La burqa de la discorde
Qu’il scandalise ou amuse les musulmans de France, en majorité laïcs et sans fichus, le grand paradoxe français en matière d’islam n’est pas près d’arrêter de faire des vagues. Le pays européen qui a le mieux structuré sa composante musulmane (Conseil français du culte musulman, lieux de prières, formation des imams) reste en effet celui qui a le plus maille à partir avec les signes visibles de l’islam. En Belgique, par exemple, le ministère de la Justice a récemment encouragé ses agents à porter le foulard… Dans l’Hexagone, on débat sur l’interdiction du voile intégral.
Bien sûr, la burqa – ou le niqab – est au voile classique ce que le string est à la culotte moderne : sa version exagérée. Et il y a fort à parier que le foulard se banalisera si la burqa continue à faire débat ; bref, que le hidjab finira par devenir acceptable par rapport à l’inacceptable niqab. Quoi qu’il en soit, les travaux de la mission d’information parlementaire, mise en place depuis juillet pour éclairer les députés français sur ce sujet polémique, commencent à montrer les limites d’une quelconque action législative.

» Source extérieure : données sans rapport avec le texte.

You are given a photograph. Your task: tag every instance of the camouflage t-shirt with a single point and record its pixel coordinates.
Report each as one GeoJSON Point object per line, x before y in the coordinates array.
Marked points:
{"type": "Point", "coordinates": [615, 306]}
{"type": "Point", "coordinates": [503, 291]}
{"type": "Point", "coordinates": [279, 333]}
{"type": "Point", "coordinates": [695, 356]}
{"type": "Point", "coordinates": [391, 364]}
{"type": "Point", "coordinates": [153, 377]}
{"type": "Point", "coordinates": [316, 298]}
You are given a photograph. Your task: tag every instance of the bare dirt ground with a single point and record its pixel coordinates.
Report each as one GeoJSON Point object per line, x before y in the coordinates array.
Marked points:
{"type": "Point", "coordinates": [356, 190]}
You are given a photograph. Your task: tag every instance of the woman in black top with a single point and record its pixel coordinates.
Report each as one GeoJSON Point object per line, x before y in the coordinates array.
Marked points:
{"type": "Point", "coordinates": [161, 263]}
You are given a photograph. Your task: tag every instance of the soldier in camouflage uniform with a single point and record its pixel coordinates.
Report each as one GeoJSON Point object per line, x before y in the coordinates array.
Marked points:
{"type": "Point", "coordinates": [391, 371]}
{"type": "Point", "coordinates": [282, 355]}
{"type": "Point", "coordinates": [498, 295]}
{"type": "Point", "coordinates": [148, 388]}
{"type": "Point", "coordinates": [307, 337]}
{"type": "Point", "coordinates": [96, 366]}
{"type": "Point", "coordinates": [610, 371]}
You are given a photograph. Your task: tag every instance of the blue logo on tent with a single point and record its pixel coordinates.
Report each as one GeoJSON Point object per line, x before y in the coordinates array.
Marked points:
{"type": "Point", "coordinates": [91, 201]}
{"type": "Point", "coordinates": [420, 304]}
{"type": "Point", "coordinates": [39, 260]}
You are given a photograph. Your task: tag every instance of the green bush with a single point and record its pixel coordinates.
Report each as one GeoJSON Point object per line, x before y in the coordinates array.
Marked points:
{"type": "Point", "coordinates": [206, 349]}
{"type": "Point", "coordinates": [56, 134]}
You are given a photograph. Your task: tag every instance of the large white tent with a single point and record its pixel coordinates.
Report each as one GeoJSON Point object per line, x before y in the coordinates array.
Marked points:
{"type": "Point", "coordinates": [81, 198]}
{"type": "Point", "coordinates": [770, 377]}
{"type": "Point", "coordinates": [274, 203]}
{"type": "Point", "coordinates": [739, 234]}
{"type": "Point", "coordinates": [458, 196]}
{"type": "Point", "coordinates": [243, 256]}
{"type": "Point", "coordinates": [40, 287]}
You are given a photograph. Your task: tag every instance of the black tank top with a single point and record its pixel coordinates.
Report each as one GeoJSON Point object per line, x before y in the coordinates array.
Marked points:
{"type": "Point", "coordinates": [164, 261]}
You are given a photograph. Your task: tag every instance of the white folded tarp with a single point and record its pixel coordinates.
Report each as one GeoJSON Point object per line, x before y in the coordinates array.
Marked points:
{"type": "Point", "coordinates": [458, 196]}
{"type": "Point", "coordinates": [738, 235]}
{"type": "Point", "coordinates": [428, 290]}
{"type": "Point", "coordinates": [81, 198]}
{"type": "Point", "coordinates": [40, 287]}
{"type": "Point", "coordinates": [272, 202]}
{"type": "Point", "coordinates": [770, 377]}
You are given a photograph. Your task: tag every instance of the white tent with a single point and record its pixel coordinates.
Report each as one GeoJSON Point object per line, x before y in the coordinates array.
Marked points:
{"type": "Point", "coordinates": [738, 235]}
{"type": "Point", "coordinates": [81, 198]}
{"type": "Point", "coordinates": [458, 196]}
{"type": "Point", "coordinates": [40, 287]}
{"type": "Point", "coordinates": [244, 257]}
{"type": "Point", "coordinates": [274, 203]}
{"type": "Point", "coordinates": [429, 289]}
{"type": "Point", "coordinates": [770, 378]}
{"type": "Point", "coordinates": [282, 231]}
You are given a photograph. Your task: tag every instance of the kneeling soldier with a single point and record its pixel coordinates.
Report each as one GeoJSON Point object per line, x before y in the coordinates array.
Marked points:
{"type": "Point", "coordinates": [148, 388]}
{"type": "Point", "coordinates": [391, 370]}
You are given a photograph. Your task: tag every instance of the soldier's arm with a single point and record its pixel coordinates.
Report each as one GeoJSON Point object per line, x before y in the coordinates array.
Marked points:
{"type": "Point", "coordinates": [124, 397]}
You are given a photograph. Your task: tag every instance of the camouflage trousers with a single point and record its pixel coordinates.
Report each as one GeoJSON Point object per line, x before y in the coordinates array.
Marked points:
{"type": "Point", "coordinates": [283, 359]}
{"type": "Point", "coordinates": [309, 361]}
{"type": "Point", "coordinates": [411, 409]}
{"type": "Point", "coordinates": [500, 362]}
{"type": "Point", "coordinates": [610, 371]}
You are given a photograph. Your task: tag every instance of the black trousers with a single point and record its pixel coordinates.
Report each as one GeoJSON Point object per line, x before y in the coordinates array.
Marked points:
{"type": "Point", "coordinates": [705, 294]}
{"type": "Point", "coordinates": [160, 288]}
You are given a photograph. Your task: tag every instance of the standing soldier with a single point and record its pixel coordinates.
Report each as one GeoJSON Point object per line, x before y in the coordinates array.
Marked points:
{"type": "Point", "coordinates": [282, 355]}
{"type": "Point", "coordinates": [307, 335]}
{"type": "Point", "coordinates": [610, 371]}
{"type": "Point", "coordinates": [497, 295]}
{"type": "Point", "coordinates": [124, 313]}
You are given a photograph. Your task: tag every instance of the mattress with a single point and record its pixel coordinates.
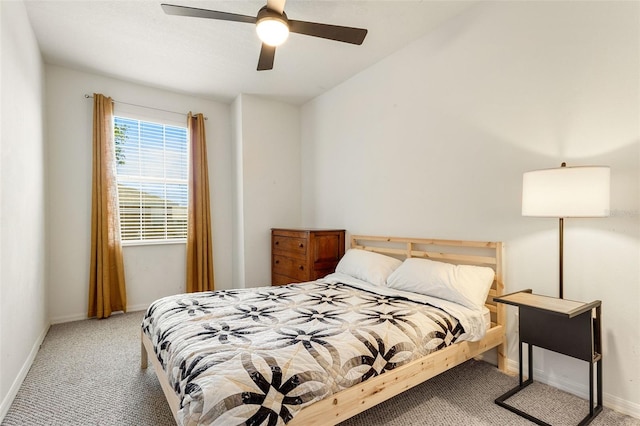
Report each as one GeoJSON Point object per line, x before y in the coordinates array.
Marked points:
{"type": "Point", "coordinates": [261, 355]}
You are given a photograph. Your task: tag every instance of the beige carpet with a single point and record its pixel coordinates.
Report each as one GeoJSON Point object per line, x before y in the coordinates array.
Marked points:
{"type": "Point", "coordinates": [88, 373]}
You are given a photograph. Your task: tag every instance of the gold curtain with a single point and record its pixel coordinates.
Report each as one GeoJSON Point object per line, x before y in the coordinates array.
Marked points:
{"type": "Point", "coordinates": [106, 276]}
{"type": "Point", "coordinates": [199, 245]}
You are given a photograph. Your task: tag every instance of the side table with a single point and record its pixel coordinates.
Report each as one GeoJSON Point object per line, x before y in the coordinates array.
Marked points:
{"type": "Point", "coordinates": [559, 325]}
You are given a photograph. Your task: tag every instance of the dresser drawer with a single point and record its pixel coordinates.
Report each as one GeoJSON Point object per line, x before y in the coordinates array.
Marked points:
{"type": "Point", "coordinates": [299, 255]}
{"type": "Point", "coordinates": [289, 245]}
{"type": "Point", "coordinates": [290, 267]}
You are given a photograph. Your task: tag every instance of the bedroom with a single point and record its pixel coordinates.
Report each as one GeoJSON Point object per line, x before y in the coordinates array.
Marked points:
{"type": "Point", "coordinates": [432, 141]}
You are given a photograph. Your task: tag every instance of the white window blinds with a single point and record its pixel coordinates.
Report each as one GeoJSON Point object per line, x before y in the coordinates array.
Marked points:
{"type": "Point", "coordinates": [152, 167]}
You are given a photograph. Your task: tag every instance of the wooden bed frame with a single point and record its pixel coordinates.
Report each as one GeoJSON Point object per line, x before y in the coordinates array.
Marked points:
{"type": "Point", "coordinates": [349, 402]}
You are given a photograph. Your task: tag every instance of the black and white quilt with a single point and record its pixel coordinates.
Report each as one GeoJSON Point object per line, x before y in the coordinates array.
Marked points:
{"type": "Point", "coordinates": [258, 356]}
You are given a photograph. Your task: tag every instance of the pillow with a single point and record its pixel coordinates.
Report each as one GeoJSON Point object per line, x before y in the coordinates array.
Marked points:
{"type": "Point", "coordinates": [367, 266]}
{"type": "Point", "coordinates": [466, 285]}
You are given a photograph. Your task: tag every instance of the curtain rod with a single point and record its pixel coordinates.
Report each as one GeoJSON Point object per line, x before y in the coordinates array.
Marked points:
{"type": "Point", "coordinates": [143, 106]}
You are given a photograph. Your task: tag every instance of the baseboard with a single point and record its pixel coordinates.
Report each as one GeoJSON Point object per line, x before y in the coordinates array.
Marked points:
{"type": "Point", "coordinates": [610, 401]}
{"type": "Point", "coordinates": [15, 387]}
{"type": "Point", "coordinates": [83, 316]}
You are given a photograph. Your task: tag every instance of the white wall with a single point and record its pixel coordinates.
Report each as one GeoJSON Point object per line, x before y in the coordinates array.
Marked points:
{"type": "Point", "coordinates": [23, 293]}
{"type": "Point", "coordinates": [267, 187]}
{"type": "Point", "coordinates": [151, 271]}
{"type": "Point", "coordinates": [433, 141]}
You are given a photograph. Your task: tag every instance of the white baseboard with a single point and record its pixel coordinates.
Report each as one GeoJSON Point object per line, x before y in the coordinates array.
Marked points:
{"type": "Point", "coordinates": [83, 316]}
{"type": "Point", "coordinates": [22, 374]}
{"type": "Point", "coordinates": [610, 401]}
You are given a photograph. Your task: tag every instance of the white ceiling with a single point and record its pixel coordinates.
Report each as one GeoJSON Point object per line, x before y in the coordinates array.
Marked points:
{"type": "Point", "coordinates": [135, 40]}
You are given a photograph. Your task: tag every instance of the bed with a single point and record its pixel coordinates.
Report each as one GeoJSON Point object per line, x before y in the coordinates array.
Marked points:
{"type": "Point", "coordinates": [323, 351]}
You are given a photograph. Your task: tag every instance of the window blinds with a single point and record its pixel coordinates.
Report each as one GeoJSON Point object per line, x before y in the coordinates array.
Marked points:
{"type": "Point", "coordinates": [152, 172]}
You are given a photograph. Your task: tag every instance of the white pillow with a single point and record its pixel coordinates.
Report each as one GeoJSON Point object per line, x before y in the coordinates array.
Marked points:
{"type": "Point", "coordinates": [367, 266]}
{"type": "Point", "coordinates": [466, 285]}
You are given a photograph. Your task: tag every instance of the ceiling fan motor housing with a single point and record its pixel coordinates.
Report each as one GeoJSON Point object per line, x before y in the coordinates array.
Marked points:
{"type": "Point", "coordinates": [272, 27]}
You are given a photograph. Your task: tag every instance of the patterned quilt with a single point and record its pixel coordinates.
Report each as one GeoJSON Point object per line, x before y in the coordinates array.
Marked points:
{"type": "Point", "coordinates": [258, 356]}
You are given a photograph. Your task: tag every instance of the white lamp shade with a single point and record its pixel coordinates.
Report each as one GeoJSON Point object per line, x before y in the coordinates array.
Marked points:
{"type": "Point", "coordinates": [272, 31]}
{"type": "Point", "coordinates": [566, 192]}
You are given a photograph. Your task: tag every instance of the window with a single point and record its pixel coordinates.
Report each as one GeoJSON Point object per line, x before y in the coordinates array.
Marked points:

Si la préservation de l’école a servi d’argument essentiel pour interdire le foulard en milieu scolaire, en 2004, que faut-il désormais invoquer pour prohiber une burqa portée dans la rue par des femmes majeures et éduquées ? Un refus d’émancipation par manque de discernement ? Une remise en question de l’égalité des sexes ? Une atteinte à la liberté des femmes ? Non, rétorquent les intéressées, qui déclarent assumer leur choix et vivre à leur guise. Elles assurent que le musulman macho n’existe pas. À leurs yeux, la dignité équivaut à la décence. Et les plus érudites affirment que, dans le temps, seules les esclaves et les femmes de petite condition étaient autorisées à ne pas se voiler, jamais les femmes « dignes ».
Les « emburqanées », comme on pourrait les appeler, ont également réponse à l’accusation de « trouble à l’ordre public » : en quoi le voile pourrait-il générer le désordre alors qu’elles se veulent l’exemple même du respect de la « morale » ? On peut leur rétorquer que la burqa attire plus l’attention qu’elle ne dissimule. Elles vous répliquent que les passants n’ont qu’à baisser les yeux. Et que la diversité culturelle défendue par la France ne devrait pas être qu’une vue de l’esprit… La diversité culturelle, ça vous habille une femme, et de la tête aux pieds s’il le faut !
Il reste bien le terrain religieux, le plus glissant pour étayer une interdiction. Mais est-ce à la République française de se substituer aux ulémas ? Bien sûr que non… En définitive, il n’y a qu’une seule solution : poursuivre l’approche typiquement paradoxale de la France, recourir clairement aux mots « assimilation républicaine » et prêcher un « féminisme à la française »…
Il y a cependant un argument de poids que les « envoilées » ne peuvent contester : la sécurité. On ne sait jamais qui se cache sous une burqa. Mais si on interdit cette dernière, comment punir les récalcitrantes ? Verbaliser ? Organiser des rafles ? Les enfermer chez elles ? Les mettre dans des charters à destination des pays musulmans ? Voilà la vraie galère dans laquelle le législateur français risque de se retrouver, s’il cède à sa manie de légiférer à tout prix.